Il en va autrement en cas d'habilitation « représentation », dans la mesure où l'on est frappé à la fois par les « pouvoirs exorbitants du droit commun de la matière »
conférés à la personne habilitée (§ I), mais aussi par la réponse énigmatique du législateur à la question, pourtant sensible, de l'opposition d'intérêts entre la personne protégée et la personne habilitée (§ II).
La portée de l'habilitation
- Plan. - Dans la mesure où l'habilitation familiale suppose un contexte familial pacifique, une grande confiance est donnée à la personne habilitée qui, par principe, lorsqu'elle dispose d'un pouvoir général de représentation peut agir seule, sans être tenue de se munir au préalable d'une autorisation judiciaire (A). Cette autonomie trouve seulement une limite s'agissant des actes les plus graves, lesquels demeurent soumis à un contrôle du juge (B).

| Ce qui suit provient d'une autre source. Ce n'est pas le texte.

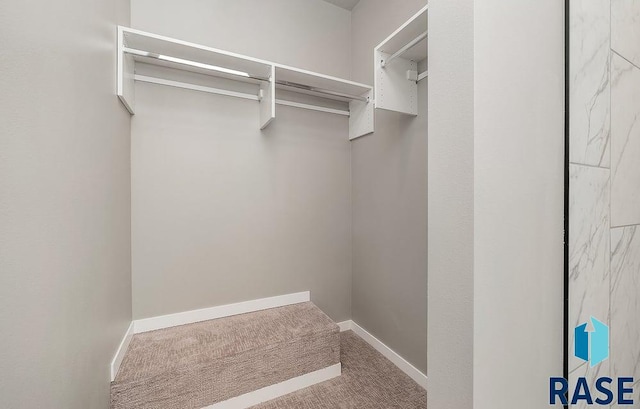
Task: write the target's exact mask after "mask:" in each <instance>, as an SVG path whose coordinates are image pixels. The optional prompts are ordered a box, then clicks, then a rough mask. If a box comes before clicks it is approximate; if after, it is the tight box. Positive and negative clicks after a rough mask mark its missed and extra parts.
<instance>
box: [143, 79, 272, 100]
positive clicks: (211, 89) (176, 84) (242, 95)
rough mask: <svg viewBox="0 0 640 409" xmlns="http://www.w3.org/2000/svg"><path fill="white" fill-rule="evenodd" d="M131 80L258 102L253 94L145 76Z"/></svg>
mask: <svg viewBox="0 0 640 409" xmlns="http://www.w3.org/2000/svg"><path fill="white" fill-rule="evenodd" d="M133 79H134V80H136V81H140V82H148V83H150V84H158V85H166V86H169V87H176V88H182V89H190V90H192V91H201V92H207V93H209V94H217V95H226V96H228V97H236V98H243V99H251V100H253V101H259V100H260V98H259V97H258V96H257V95H254V94H249V93H244V92H235V91H228V90H226V89H220V88H213V87H205V86H203V85H196V84H187V83H186V82H178V81H171V80H165V79H162V78H156V77H148V76H146V75H139V74H135V76H134V77H133Z"/></svg>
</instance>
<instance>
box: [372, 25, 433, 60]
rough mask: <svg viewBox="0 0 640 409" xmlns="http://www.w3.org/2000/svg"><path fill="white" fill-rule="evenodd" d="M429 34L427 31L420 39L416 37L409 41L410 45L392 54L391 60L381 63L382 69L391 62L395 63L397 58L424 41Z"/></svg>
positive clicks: (402, 48) (391, 56)
mask: <svg viewBox="0 0 640 409" xmlns="http://www.w3.org/2000/svg"><path fill="white" fill-rule="evenodd" d="M427 34H428V32H427V31H425V32H424V33H422V34H420V35H419V36H418V37H416V38H414V39H413V40H411V41H409V43H407V45H405V46H404V47H402V48H401V49H399V50H398V51H396V52H395V53H393V54H391V56H390V57H389V58H387V59H386V60H382V61H381V62H380V65H381V66H382V68H384V67H385V66H386V65H387V64H390V63H391V61H393V60H395V59H396V58H398V57H400V56H401V55H402V54H404V53H406V52H407V51H408V50H409V49H410V48H411V47H413V46H414V45H416V44H418V43H419V42H420V41H422V40H424V39H425V38H427Z"/></svg>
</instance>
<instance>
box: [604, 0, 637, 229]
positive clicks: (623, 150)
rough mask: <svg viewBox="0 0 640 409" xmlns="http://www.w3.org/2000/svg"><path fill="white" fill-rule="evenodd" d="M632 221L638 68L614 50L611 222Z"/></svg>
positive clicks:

Les actes dispensés d'autorisation
- Une sphère d'autonomie renforcée. - Contrairement au tuteur, la personne habilitée qui a reçu un pouvoir général pour représenter le majeur protégé n'a pas à se préoccuper de savoir s'il s'agit d'un acte conservatoire, d'un acte d'administration ou d'un acte de disposition. Cette distinction traditionnelle n'a pas vocation à s'appliquer s'agissant de l'habilitation familiale. Aussi la personne habilitée peut-elle accomplir seule, sans autorisation judiciaire, tous les actes de gestion du patrimoine du majeur, y compris les actes de disposition à titre onéreux, ce qui vise, par exemple, la vente d'un immeuble, l'aliénation d'un portefeuille de valeurs mobilières, ou encore la constitution d'une hypothèque. La personne habilitée se trouve ici dans une situation identique à celle du mandataire qui a reçu un pouvoir de représentation dans un mandat de protection future conclu sous la forme notariée (C. civ., art. 490, al. 1er). C'est pourquoi l'habilitation familiale est plus simple à mettre en ?uvre que la tutelle familiale.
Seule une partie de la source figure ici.